Away the bull sped over the plain at unabated speed for about two hundred paces, when he suddenly turned and charged toward the guns. On he came for about a hundred yards, but evidently slackening his speed at every stride. At length he stopped altogether. His mouth was wide open, and I could now distinguish a mass of bloody foam upon his lips and nostrils - the ball had in reality passed through his lungs, and, making its exit from the opposite shoulder, it had even then flown across the lake. This was the proof of the effect of the twelve drachms of powder.
Having reloaded, I now advanced towards him, and soon arrived within fifty paces. He was the facsimile of the bull that had chased us on the previous day - the same picture of fury and determination; and, crouching low, he advanced a few paces, keeping his eyes fixed upon us as though we were already his own.
A short cough, accompanied by a rush of blood from his mouth, seemed to cause him great uneasiness, and he halted.
Again we advanced till within twenty paces of him. I would not fire, as I saw that he already had enough, and I wished to see how long he could support a wound through the lungs, as my safety in buffalo-shooting might in future depend upon this knowledge.
The fury of his spirit seemed to war with death, and, although reeling with weakness and suffocation, he again attempted to come on. It was his last effort; his eyes rolled convulsively, he gave a short grunt of impotent rage, and the next moment he fell upon his back with his heels in the air; he was stone dead, and game to the last moment.
I had thus commenced a revenge for the insult of yesterday; I had proved the wonderful power of the four-ounce rifle - a weapon destined to make great havoc amongst the heavy game of Ceylon.
Upon turning from the carcass before us, we observed to our surprise that a large herd of buffaloes, that were at a great distance when we had commenced the attack upon the bull, had now approached to within a few hundred yards, and were standing in a dense mass, attentively watching us.
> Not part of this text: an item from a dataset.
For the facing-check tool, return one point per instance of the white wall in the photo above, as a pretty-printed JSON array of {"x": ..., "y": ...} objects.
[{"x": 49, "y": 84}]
Without any delay we advanced towards them, and, upon arriving within about a hundred paces, we observed that the herd was headed by two large bulls, one of which was the largest that I had ever seen. The whole herd was bellowing and pawing the ground. They had winded the blood of the dead bull and appeared perfectly maddened.
We continued to advance, and we were within about ninety paces of them when suddenly the whole herd of about two hundred buffaloes, headed by the two bulls before noticed, dashed straight towards us at full gallop. So simultaneous was the onset that it resembled a sudden charge of cavalry, and the ground vibrated beneath their heavy hoofs. Their tails were thrown high above their backs, and the mad and overpowering phalanx of heads and horns came rushing forward as though to sweep us at once from the face of the earth.
There was not an instant to be lost; already but a short space intervened between us and apparently certain destruction. Our gun-bearers were almost in the act of flight; but catching hold of the man who carried the long two-ounce rifle, and keeping him by my side, I awaited the irresistible onset with the four-ounce.